Make sure that the team is aware which approach should be applied and when. And for unique situations a clear decision making process should be in place.
Tool comparison
Attribute | ARM Templates | Bicep | AWS CloudFormation | Terraform | Ansible |
---|---|---|---|---|---|
Native | Azure native | Azure native | AWS native | – | – |
Cloud Agnostic | – | – | – | Yes
Multi Cloud | Yes
Multi Cloud |
On-prem (hybrid) | – | – | – | Yes | Yes |
Method (Language) | Declarative | Declarative | Declarative | Declarative | Imperative |
Category | Provisioning | Provisioning | Provisioning | Provisioning | Configuration Management |
Approach | Immutable infrastructure | Immutable infrastructure | Immutable infrastructure | Immutable infrastructure | Mutable infrastructure |
Code validation | what-if operation |
Before deploying an Azure Resource Manager template (ARM template), you can preview the changes that will happen | what-if operation |
Before deploying a Bicep file, you can preview the changes that will happen | Change sets |
Change sets allow you to preview how proposed changes to a stack might impact your running resources | Built-in Code validation, formatting and feature to show what is going to be deployed.
Run a ‘plan’ to see what is going to change before they change | Validating tasks |
Modules | Linked templates | Yes | Yes | Yes | Yes |
State management | Queries directly from Azure | Queries directly from Azure | Yes, with stacks | Yes, with state file | No, obtains facts by using REST API |
Learning | First you need to learn JSON.
ARM can be difficult to learn.
Troubleshooting can be difficult.
| Much simpler than ARM for writing templates. | You need to learn JSON and YML | HCL (Hashicorp Configuration Language), is based on Golang, which is one of the most easily learned IaC languages. | You need to learn JSON and YML |
Open Source | Yes | Yes | Yes | Yes | Yes |
Enterprise support | Yes | Yes | Yes | Yes | No |
Pros
In general with Cloud Agnostic tools (Terrafom, Ansible, etc.) you have the advantage to deploy to multiple cloud solutions.
Cons
In general Cloud Agnostic tools have the disadvantage of not being able to utilize newest services right away.

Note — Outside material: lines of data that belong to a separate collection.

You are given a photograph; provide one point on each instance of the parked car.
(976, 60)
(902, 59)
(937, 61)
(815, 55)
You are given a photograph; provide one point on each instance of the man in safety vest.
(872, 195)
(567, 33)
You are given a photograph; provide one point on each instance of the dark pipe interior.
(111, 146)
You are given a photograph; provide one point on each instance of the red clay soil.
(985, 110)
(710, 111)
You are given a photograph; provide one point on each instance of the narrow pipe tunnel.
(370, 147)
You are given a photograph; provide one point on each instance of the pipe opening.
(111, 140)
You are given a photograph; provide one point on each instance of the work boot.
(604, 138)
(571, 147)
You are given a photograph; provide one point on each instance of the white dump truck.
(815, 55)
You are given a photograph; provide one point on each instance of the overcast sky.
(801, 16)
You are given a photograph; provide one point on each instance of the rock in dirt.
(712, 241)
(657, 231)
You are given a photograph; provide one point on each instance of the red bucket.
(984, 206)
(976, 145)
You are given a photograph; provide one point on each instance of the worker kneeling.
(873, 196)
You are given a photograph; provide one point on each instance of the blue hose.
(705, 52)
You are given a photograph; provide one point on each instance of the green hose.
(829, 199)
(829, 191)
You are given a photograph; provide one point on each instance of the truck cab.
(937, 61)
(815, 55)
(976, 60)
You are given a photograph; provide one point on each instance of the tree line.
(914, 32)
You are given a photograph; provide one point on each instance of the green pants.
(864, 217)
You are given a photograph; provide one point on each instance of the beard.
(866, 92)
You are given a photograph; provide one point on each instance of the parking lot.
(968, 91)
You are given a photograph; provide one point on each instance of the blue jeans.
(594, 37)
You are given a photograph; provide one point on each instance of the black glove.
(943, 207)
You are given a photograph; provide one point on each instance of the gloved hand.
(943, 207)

Depending on the community and suppliers the new services will be added as soon as possible.
You can ask yourself:
· “Do I want to be the first with newest services, what are the disadvantages?”
When there is no state management (like with Ansible), this means that there is no dependency tracking. Tasks will be executed sequentially,
In general with Cloud Native tools, these can only be used for deployments in one specific cloud (Azure when using Bicep and ARM templates, AWS when using CloudFormation).
Summary
Choosing an Infrastructure-as-Code deployment tool can be challenging, be thoughtful about it. Don’t be afraid to make a decision, even though afterwards you find out that another tool better fits your needs.
Like with learning to code, you can see this as training a muscle, the more often you do this the better you get. If you get the essence of IaC, you know that tooling only supports you.
In my experience I started out with on-premise deployments with PowerShell, afterwards with Ansible (AWX), Azure CLI for on-premise and Azure deployments, later on with Terraform and now I am also discovering Bicep. I prefer Terraform.
The most effort (for me) was moving from traditional deployments to automated deployments and after getting the hang of that, learning other tooling was less of an effort.